Many students can think of a night they shouldn’t have driven home but thankfully woke up safe in their beds.
But soon the last drink putting drivers over the legal edge will come a little earlier.
U.S. House and Senate negotiators agreed Wednesday on a provision requiring states to implement a 0.08 percent blood alcohol content limit by 2004.
Minnesota’s current limit is 0.10.
The two chambers will vote on the measure this week and President Clinton has already said the standard is a “common-sense nationwide limit.” The smaller limit will save an estimated 500 lives per year and prevent many more injuries, according to the administration.
“This is a tremendous win not only for those who have lost loved ones to drunk drivers, but for those whose families will remain safe before more drunk drivers will be off the road,” said Sen.
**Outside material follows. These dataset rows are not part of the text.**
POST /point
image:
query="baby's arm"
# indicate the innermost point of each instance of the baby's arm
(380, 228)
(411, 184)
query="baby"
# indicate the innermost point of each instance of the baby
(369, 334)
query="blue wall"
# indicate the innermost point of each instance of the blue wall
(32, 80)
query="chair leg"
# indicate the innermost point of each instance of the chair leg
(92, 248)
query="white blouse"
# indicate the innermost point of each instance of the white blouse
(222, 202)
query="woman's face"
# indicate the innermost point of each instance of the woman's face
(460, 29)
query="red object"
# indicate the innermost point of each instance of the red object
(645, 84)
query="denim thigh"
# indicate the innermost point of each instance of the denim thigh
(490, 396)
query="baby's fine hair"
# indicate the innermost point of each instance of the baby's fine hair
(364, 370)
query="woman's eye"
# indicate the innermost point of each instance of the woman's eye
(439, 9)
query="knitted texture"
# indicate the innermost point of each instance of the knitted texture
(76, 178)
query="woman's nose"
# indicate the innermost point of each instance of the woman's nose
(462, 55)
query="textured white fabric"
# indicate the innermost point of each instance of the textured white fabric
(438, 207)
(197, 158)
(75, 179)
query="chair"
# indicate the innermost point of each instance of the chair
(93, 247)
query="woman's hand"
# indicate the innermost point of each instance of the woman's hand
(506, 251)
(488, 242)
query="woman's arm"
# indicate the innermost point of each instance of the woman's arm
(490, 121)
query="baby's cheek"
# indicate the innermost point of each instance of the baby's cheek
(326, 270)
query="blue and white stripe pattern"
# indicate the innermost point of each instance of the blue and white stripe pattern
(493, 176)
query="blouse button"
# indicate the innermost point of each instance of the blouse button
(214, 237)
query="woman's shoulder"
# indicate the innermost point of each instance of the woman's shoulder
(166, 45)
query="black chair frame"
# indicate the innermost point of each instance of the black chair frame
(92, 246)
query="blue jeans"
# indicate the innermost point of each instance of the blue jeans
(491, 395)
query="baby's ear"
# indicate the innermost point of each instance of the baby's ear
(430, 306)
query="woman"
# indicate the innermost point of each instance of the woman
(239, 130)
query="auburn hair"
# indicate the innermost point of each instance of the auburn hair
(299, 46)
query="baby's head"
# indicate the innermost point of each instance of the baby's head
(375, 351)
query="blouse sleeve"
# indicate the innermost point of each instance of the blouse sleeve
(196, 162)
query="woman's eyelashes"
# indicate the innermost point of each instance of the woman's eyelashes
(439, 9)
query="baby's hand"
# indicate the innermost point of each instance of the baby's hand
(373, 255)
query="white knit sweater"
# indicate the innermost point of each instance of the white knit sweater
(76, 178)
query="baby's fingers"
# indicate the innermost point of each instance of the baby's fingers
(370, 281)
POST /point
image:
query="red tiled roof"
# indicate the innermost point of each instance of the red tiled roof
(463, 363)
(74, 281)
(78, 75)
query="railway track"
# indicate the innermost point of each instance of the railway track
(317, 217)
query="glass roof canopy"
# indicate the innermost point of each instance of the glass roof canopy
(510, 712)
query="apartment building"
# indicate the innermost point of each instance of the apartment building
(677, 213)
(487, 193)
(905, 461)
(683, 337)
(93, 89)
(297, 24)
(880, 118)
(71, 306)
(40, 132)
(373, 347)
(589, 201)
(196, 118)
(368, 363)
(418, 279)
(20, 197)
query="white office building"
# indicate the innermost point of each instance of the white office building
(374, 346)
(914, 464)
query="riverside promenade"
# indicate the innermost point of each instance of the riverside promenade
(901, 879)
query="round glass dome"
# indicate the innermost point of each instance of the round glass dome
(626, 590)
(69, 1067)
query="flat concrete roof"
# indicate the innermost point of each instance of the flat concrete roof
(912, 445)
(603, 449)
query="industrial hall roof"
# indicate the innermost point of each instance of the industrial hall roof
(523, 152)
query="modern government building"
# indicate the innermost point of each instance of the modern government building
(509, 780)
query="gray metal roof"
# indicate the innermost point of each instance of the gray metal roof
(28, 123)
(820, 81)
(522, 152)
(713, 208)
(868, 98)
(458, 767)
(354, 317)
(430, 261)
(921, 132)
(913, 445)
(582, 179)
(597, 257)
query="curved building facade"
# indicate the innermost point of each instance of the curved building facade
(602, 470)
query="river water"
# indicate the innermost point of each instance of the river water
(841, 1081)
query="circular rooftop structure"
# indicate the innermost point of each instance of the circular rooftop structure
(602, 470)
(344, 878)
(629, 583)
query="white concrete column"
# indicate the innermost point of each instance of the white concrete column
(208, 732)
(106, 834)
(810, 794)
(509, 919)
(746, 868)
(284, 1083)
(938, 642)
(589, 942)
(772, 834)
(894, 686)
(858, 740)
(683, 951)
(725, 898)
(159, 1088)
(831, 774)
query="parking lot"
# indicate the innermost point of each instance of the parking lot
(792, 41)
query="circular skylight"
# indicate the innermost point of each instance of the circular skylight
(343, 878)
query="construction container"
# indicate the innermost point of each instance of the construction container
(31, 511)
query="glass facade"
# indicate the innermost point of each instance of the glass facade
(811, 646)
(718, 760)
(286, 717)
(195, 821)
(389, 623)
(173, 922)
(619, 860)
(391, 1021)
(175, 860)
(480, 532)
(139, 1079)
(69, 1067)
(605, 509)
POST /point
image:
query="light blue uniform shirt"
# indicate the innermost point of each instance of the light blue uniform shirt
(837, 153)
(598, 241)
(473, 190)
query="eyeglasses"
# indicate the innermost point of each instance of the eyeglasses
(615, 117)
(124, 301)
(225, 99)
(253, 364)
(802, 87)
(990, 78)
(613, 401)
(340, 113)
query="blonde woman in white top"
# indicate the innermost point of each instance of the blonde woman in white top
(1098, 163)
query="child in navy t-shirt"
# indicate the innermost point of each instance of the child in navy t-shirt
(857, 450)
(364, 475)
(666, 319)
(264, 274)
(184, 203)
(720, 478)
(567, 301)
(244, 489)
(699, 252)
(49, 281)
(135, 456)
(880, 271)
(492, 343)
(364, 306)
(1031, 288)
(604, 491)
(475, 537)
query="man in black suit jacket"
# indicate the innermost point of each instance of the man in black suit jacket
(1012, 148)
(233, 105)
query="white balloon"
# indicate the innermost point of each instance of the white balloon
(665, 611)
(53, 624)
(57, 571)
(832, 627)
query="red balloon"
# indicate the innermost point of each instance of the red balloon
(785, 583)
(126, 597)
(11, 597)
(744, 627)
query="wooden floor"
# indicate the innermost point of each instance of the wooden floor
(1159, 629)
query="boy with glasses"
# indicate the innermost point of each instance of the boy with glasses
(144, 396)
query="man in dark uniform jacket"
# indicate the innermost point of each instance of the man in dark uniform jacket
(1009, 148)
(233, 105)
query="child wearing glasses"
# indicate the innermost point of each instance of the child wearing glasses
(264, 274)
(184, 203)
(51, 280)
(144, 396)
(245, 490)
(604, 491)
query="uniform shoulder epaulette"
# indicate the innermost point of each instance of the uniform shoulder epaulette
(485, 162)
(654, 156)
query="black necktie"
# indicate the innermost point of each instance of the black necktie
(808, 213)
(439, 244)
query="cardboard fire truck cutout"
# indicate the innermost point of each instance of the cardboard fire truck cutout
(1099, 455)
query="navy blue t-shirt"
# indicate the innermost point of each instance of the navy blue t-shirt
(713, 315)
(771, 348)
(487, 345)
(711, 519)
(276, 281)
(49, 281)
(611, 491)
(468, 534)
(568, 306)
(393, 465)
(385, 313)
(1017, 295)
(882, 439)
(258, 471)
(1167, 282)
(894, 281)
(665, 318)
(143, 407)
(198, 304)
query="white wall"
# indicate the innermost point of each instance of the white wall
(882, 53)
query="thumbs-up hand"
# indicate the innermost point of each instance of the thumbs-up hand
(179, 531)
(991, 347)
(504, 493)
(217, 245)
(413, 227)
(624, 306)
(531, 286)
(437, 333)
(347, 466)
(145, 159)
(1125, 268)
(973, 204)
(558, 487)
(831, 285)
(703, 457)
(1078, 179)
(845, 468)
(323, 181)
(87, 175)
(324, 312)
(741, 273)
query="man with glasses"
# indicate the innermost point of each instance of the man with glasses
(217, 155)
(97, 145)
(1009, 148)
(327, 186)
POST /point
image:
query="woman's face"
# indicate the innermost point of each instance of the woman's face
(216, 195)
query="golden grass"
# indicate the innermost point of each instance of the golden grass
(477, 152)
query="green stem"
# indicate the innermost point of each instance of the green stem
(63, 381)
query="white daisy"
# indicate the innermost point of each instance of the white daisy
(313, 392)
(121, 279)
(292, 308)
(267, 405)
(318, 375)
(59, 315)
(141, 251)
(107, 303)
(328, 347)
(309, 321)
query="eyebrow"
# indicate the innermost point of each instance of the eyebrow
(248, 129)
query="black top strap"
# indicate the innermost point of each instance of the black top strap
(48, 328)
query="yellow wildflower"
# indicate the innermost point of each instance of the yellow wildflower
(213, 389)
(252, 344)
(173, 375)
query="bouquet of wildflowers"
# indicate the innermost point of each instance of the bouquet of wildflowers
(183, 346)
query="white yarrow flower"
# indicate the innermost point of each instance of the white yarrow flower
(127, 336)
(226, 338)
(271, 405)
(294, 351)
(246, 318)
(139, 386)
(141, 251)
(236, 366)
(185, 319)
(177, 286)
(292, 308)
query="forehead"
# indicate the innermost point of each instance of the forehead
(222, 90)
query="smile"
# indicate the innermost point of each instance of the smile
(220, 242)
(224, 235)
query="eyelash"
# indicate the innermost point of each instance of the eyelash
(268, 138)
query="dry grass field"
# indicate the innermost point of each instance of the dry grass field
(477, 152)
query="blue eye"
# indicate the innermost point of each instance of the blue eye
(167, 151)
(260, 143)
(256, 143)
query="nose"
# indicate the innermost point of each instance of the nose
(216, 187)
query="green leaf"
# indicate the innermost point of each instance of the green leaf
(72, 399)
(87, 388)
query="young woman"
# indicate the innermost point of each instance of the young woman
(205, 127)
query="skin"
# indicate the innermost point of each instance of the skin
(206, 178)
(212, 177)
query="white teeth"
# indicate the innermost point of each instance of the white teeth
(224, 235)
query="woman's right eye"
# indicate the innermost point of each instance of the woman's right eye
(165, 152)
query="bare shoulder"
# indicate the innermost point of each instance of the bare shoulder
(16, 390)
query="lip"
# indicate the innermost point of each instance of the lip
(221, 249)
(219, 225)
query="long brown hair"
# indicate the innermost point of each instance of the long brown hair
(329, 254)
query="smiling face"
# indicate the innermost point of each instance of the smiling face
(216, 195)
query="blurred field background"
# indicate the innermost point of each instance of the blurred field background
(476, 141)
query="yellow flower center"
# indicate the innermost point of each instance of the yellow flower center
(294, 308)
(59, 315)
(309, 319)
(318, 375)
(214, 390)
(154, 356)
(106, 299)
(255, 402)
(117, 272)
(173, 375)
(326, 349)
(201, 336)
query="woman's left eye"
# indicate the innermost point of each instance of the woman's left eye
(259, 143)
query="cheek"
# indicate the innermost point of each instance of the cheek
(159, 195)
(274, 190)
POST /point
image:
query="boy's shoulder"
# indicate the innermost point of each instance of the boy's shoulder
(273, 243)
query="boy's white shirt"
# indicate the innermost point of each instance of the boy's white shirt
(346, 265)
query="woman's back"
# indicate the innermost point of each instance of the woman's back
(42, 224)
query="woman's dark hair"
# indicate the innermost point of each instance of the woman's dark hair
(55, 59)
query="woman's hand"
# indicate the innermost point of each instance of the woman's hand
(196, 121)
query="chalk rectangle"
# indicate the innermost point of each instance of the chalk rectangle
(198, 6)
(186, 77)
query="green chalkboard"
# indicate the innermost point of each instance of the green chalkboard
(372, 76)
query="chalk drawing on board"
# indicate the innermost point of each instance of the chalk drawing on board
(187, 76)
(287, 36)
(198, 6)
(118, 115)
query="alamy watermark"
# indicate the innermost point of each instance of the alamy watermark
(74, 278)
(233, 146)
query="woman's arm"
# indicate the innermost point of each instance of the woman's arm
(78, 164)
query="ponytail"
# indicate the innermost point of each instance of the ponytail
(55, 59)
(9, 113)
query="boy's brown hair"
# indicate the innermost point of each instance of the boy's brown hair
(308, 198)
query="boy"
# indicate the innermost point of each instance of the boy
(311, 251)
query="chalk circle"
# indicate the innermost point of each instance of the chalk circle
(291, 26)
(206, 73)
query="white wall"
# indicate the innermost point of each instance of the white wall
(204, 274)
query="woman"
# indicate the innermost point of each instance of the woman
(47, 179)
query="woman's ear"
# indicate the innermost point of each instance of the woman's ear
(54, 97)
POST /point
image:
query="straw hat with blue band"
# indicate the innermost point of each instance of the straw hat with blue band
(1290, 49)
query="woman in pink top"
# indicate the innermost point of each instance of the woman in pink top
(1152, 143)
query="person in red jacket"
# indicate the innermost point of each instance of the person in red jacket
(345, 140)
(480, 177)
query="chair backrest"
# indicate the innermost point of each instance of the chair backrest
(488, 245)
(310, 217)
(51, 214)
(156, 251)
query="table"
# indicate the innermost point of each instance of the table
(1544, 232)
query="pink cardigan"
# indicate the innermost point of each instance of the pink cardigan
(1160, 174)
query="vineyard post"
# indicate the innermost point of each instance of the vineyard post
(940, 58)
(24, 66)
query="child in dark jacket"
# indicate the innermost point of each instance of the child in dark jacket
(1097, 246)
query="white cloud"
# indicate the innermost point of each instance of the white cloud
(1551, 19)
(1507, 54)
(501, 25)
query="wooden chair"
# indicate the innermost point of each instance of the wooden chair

Frank Lautenberg, D-N.J., one of the legislation’s chief sponsors.
In 1998, 15,935 traffic deaths nationally were attributed to drunken driving, or 38.4 percent of traffic fatalities. In Minnesota during the same years, 280 traffic deaths, or 43 percent of the total, were alcohol-related, according to the Insurance Institute for Highway Safety.
Peter Dimock, assistant teaching specialist in the University’s Alcohol and Drug Counseling Education Program, said the limit change was a good move.
He said although each individual’s alcohol tolerance is different, legislators must decide what’s reasonable to expect for the general population.
The lowered limit still allows someone to consume several drinks without becoming legally intoxicated, he added.
But the restaurant industry has argued the legislation does not address the real problem of hard-core and repeat drinking offenders.
Others disagree. Mothers Against Drunk Driving President Millie Webb said while there is no single solution to drunken driving, the provisions to lower the legal level “are among the most important measures proven to save lives on our roadways.”
Currently only 18 states and the District of Columbia have 0.08 laws, while nearly every other state issues drunken driving tickets when the driver has a 0.10 blood-alcohol content.
Rep. Nita Lowey, D-N.Y., said Illinois has seen a 13.7 percent decline in fatal alcohol-related crashes since it implemented at 0.08 limit in 1997.
But John Doyle, spokesman for the American Beverage Institute, said drunken driving deaths were up 8 percent last year in Virginia, which also has a 0.08 limit.
Either way, Dimock said the two-hundredths of a percent is a margin of safety that matters.
— The Associated Press contributed to this report.